[ reply split over 2 posts, as forum cannot handle it in 1 ]
@CudaaduC: cudaDeviceReset() is a runtime API call. I was looking for a driver API call. Also, with cudaDeviceReset() I lose all my contexts / allocations.
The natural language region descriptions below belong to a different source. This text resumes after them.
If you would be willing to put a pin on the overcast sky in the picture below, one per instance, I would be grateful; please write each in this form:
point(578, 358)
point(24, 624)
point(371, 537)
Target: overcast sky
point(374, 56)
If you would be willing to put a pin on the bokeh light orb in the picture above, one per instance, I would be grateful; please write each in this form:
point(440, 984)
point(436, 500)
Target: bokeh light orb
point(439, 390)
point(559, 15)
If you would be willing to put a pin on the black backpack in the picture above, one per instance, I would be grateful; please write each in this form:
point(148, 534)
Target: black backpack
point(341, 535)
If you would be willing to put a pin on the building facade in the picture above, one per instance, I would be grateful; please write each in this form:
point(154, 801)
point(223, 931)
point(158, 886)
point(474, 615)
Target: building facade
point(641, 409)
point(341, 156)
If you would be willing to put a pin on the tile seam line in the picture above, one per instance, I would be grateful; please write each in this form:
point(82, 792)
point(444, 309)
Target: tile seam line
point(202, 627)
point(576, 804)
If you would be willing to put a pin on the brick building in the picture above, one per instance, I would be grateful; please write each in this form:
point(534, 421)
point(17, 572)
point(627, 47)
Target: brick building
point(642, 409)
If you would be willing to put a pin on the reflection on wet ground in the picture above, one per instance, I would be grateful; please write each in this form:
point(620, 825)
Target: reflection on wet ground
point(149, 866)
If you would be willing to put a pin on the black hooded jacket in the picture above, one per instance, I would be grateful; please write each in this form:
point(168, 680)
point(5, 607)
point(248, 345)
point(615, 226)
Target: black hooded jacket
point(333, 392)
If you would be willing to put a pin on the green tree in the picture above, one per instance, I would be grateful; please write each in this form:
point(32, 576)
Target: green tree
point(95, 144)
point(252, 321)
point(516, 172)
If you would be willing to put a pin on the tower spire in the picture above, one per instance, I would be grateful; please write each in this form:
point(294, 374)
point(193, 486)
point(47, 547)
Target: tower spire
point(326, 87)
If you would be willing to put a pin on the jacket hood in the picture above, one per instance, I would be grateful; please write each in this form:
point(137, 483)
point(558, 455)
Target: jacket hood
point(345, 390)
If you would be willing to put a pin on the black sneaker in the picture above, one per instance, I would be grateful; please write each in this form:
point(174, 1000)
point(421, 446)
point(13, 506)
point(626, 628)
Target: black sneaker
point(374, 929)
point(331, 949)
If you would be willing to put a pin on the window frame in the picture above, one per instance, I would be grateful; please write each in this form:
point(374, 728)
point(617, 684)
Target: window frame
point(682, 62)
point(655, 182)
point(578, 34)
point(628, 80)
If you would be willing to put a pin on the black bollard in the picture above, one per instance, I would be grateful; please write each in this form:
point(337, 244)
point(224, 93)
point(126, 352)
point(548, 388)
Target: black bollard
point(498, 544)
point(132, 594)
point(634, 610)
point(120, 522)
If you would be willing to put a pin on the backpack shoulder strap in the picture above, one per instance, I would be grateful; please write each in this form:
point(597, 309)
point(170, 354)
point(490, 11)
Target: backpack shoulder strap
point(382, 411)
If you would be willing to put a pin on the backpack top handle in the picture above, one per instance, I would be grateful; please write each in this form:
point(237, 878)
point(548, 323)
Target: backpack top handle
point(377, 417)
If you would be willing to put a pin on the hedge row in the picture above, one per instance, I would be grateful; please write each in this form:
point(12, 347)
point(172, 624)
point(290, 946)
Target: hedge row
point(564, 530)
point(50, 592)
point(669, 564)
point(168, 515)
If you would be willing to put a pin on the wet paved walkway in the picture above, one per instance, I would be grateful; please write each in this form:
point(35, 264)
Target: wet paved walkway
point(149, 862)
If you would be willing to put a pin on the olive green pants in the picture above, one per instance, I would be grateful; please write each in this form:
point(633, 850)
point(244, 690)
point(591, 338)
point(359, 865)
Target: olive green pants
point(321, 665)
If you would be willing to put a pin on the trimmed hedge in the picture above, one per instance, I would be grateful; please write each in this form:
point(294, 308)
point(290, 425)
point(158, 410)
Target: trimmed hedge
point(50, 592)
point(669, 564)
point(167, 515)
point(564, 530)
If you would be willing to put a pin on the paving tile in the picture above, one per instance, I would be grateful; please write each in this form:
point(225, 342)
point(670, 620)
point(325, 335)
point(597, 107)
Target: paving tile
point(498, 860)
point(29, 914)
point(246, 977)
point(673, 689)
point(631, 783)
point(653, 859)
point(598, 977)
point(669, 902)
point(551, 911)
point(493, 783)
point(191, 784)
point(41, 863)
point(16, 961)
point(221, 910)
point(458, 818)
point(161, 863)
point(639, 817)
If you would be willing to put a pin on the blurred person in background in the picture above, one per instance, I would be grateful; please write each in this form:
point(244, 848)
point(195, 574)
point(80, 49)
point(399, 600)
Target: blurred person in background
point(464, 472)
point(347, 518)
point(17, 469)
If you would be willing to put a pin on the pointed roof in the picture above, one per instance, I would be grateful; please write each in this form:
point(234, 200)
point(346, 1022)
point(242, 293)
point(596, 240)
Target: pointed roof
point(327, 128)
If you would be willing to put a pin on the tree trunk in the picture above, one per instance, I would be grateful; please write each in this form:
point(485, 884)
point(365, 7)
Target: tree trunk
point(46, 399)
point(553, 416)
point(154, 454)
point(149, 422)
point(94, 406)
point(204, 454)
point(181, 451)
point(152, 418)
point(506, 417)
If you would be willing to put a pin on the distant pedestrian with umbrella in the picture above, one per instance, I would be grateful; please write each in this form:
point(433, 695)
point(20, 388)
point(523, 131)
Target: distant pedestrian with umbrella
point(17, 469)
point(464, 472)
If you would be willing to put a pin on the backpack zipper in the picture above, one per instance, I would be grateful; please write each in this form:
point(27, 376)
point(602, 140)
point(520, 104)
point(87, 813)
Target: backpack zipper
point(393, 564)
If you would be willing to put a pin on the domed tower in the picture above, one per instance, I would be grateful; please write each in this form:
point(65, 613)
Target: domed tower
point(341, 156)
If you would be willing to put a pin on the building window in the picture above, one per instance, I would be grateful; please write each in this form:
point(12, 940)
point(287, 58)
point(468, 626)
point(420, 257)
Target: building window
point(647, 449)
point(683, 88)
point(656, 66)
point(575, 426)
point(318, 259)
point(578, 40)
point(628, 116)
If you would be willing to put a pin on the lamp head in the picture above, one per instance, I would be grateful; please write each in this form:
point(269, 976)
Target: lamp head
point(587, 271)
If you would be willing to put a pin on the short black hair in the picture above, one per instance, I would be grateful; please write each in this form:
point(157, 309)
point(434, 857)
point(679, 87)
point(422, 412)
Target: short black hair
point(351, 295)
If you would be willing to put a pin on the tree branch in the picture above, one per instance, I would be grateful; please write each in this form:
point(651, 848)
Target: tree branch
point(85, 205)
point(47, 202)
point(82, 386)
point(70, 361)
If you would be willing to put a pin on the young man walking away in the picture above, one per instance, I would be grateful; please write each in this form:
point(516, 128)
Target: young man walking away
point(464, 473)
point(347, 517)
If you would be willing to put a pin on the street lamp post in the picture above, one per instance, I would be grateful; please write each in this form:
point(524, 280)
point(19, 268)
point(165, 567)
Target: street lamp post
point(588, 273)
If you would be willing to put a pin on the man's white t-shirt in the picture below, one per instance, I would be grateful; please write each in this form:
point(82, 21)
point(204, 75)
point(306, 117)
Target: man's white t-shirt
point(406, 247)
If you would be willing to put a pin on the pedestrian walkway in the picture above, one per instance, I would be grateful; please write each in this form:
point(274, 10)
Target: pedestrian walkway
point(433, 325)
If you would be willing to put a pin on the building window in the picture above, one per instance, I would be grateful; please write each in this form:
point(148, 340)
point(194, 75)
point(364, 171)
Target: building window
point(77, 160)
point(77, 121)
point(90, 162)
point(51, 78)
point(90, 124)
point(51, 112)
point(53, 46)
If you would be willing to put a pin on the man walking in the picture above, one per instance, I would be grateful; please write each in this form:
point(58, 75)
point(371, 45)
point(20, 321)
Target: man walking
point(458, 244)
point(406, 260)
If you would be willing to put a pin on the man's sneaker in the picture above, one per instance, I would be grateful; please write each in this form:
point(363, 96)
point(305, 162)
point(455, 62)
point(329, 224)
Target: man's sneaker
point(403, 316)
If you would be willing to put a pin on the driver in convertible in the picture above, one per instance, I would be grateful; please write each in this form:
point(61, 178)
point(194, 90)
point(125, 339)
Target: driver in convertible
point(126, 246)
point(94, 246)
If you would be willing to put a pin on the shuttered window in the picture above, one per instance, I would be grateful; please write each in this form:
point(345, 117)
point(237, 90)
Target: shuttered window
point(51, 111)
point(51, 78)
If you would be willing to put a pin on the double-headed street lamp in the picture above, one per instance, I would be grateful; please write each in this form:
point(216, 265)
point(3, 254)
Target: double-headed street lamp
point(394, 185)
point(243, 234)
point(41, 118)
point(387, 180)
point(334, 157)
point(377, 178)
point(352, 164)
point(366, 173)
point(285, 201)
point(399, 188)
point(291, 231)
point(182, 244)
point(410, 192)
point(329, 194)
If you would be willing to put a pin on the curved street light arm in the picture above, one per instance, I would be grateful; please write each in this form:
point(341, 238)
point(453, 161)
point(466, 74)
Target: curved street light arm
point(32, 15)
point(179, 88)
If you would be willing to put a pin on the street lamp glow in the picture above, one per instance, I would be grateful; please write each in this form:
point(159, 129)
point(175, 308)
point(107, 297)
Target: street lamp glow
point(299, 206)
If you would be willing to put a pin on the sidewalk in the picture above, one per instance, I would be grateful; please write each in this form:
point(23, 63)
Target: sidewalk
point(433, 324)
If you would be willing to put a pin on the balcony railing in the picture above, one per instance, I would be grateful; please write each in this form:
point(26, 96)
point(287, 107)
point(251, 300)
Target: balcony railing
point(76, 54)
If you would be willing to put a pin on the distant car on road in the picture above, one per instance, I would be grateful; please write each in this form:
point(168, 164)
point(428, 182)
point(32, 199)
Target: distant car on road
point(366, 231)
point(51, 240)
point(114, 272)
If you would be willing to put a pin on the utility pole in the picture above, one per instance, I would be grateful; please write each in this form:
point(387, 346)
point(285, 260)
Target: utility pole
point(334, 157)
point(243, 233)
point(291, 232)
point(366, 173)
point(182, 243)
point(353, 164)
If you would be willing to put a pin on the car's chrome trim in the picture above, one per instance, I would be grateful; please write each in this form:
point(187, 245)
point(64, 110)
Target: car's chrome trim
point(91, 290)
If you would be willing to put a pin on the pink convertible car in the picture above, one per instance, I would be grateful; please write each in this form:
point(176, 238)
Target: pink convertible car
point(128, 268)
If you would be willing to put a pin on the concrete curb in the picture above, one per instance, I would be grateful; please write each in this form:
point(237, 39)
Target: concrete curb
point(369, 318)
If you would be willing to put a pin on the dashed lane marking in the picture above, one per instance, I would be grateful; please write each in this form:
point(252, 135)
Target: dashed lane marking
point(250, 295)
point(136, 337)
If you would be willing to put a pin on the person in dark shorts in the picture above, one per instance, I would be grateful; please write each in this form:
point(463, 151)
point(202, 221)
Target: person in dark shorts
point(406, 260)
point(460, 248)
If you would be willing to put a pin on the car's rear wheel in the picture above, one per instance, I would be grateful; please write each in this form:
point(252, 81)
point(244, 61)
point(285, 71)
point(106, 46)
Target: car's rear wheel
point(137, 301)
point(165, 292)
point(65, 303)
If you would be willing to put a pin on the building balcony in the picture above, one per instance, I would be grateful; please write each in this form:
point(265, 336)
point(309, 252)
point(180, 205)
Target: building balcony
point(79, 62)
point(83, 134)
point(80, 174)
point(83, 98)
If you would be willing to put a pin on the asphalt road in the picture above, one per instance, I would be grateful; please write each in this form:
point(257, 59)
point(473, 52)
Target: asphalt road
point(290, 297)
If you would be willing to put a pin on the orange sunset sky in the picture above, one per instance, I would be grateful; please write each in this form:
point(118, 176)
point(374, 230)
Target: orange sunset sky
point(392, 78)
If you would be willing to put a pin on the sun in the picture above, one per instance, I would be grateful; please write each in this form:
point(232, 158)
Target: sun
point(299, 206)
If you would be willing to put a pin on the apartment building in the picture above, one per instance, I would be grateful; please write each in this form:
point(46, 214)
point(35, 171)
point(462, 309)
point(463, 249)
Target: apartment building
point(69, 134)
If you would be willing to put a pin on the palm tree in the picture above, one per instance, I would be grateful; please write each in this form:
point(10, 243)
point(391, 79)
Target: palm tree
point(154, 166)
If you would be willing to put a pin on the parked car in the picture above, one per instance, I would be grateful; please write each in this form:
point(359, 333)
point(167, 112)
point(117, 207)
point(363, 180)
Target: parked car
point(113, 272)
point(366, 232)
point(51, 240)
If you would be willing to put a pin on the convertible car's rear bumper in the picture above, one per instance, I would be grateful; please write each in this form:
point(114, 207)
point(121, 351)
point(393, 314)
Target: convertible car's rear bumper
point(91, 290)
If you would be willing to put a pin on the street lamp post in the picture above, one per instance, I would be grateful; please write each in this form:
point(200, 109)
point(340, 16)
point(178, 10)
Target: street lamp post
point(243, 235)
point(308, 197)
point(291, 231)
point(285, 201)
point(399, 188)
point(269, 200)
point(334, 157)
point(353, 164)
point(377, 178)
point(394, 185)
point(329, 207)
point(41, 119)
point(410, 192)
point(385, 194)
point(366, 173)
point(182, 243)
@Skybuck: I tested a bit with both APIs and there is more involved. It seems it depends on the operation whether errors stick.
Driver API
Allocations (cuMalloc()) and copying H2D/D2H errors do not stick. Kernel run (and launch) errors (ECC, far out-of-bounds access) do stick. The next cuStreamSynchronize() returns an error that I cannot reset (without dropping the context).
// cu-test.cu
// nvcc -ptx cu-test.cu && nvcc -o cu-test cu-test.cu -lcuda
#include <cstdlib>
#include <cstring>
#include <iostream>
#include <cuda.h>
extern "C" {
__global__ void kfunc(float* data) {
//float v = data[0];
float v = data[1024*1024*1024]; // out of bounds
data[0] = v + 1.0f;
}
}
using std::exit;
using std::memset;
using std::cout;
using std::cerr;
using std::endl;
int main() {
CUresult r;
r = cuInit(0);
if (r != CUDA_SUCCESS) { cerr << "cuInit failed: " << r << endl; exit(1); }
CUdevice dev;
int ordinal = 0;
r = cuDeviceGet(&dev, ordinal);
if (r != CUDA_SUCCESS) { cerr << "cuDeviceGet failed: " << r << endl; exit(1); }
CUcontext ctx;
unsigned int flags = CU_CTX_SCHED_AUTO;
r = cuCtxCreate(&ctx, flags, dev);
if (r != CUDA_SUCCESS) { cerr << "cuCtxCreate failed: " << r << endl; exit(1); }
CUdeviceptr dptr;
size_t len = 1024*1024;
r = cuMemAlloc(&dptr, len * sizeof(float));
if (r != CUDA_SUCCESS) { cerr << "cuMemAlloc failed:" << r << endl; }
CUdeviceptr dptr2;
len = 1024ULL*1024*1024*1024; // too large
r = cuMemAlloc(&dptr2, len * sizeof(float));
if (r != CUDA_SUCCESS) { cerr << "cuMemAlloc failed (2) (expected): " << r << endl; }
CUdeviceptr dptr3;
len = 1024*1024; // works again after previous erroneous alloc
r = cuMemAlloc(&dptr3, len * sizeof(float));
if (r != CUDA_SUCCESS) { cerr << "cuMemAlloc failed (3): " << r << endl; }
float *hptr = new float[32*len];
memset(hptr, 0, len * sizeof(float));
CUstream stream;
r = cuStreamCreate(&stream, 0);
if (r != CUDA_SUCCESS) { cerr << "cuStreamCreate failed: " << r << endl; exit(1); }
r = cuMemcpyHtoDAsync(dptr, hptr, len * sizeof(float), stream);
//r = cuMemcpyHtoDAsync(dptr, hptr, 32*len * sizeof(float), stream); // GPU buffer overflow
if (r != CUDA_SUCCESS) { cerr << "cuMemcpyHtoDAsync failed: " << r << endl; }
r = cuStreamSynchronize(stream);
if (r != CUDA_SUCCESS) { cerr << "cuStreamSynchronize failed (HtoD): " << r << endl; }
CUmodule kmodule;
r = cuModuleLoad(&kmodule, "cu-test.ptx");
if (r != CUDA_SUCCESS) { cerr << "cuModuleLoad failed: " << r << endl; exit(1); }
CUfunction kfunc;
r = cuModuleGetFunction(&kfunc, kmodule, "kfunc");
if (r != CUDA_SUCCESS) { cerr << "cuModuleGetFunction failed: " << r << endl; exit(1); }
// async launch bad kernel
void *args = &dptr;
r = cuLaunchKernel(kfunc, /*gridDim: */1, 1, 1, /*blockDim: */1, 1, 1,
/*dynShmemBytes: */0, stream, &args, NULL);
if (r != CUDA_SUCCESS) { cerr << "cuLaunchKernel failed: " << r << endl; exit(1); }
r = cuStreamSynchronize(stream);
if (r != CUDA_SUCCESS) { cerr << "cuStreamSynchronize failed (launch) (expected): " << r << endl; }
r = cuMemcpyDtoHAsync(hptr, dptr, len * sizeof(float), stream);
if (r != CUDA_SUCCESS) { cerr << "cuMemcpyDtoHAsync failed: " << r << endl; }
r = cuStreamSynchronize(stream);
if (r != CUDA_SUCCESS) { cerr << "cuStreamSynchronize failed (DtoH): " << r << endl; }
for (unsigned i = 0; i < 16; i++) {
cout << hptr[i] << " ";
}
cout << endl;
delete[] hptr;
r = cuMemFree(dptr);
if (r != CUDA_SUCCESS) { cerr << "cuMemFree failed: " << r << endl; exit(1); }
// delete stream, context, ...
return 0;
}
prints
cuMemAlloc failed (2) (expected): 2
cuStreamSynchronize failed (launch) (expected): 719
cuMemcpyDtoHAsync failed: 719
cuStreamSynchronize failed (DtoH): 719
0 0 0 0 0 0 0 0 0 0 0 0 0 0 0 0
cuMemFree failed: 719
So after running an intentionally broken kernel, subsequent D2H transfer and cuMemFree() calls continue to return the (unknown) error. (I believe those operations do in fact succeed, but they return the earlier error as documented.) (If I patch the kernel to be sane), the transfer does work.)